Der Kitzbüheler Hahnenkamm ist der berühmte Hausberg der Gamsstadt. Die Messstation Ehrenbachhöhe befindet sich auf einer Seehöhe von 1.790 Meter. Anbei sehen Sie einen Chart, der die Entwicklung der mittleren Wintertemperaturen (jeweils von 01. Dezember bis 28. Februar) am Kitzbüheler Hahnenkamm zeigt. Die Daten stammen von der Zentralanstalt für Meteorologie und Geodynamik (ZAMG).

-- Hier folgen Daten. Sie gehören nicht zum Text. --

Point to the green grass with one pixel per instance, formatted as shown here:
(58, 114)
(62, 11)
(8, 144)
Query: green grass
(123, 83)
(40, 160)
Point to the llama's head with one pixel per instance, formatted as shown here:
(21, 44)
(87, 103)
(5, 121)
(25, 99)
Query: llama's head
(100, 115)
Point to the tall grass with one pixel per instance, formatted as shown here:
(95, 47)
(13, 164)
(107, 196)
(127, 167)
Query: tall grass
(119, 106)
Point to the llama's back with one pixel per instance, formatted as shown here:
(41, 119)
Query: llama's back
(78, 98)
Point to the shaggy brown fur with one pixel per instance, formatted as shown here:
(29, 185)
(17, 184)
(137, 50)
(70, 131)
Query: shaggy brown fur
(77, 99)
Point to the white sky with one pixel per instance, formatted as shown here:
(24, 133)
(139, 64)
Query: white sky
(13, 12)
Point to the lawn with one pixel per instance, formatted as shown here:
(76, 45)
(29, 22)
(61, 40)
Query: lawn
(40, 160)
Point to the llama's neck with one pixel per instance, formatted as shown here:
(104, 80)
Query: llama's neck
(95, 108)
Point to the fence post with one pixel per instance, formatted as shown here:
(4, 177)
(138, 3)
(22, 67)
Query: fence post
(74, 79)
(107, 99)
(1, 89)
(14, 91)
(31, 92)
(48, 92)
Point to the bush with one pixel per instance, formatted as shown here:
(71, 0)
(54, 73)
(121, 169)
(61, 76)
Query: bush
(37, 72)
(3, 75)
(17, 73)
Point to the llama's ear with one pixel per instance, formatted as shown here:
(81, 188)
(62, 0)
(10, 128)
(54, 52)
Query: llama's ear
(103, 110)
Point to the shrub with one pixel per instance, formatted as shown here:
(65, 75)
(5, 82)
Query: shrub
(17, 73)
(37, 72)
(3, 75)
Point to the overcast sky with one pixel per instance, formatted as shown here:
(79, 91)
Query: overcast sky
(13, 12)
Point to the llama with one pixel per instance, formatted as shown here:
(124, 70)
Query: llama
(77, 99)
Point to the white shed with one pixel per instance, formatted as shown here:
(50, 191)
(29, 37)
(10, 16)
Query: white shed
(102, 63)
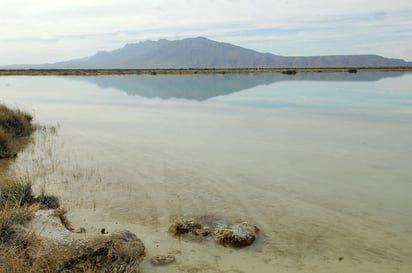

Seit 1993/94 ist der 10-jährige gleitende Durchschnitt (grüne Linie) der mittleren Wintertemperaturen von minus 2,7 auf minus 3,7 Grad gefallen, das heißt um 1,0 Grad Celsius. In der linearen Regression (rote Linie) verläuft die Regressionsgerade von minus 2,4 auf minus 4,0 Grad Celsius, das ist ein Absinken um 1,6 Grad Celsius. Siehe dazu die Abb. 1:

 

Abb. 1: Die Wintertemperaturen am Kitzbüheler Hahnenkamm (1.790 m) seit 1993/94. Daten: ZAMG.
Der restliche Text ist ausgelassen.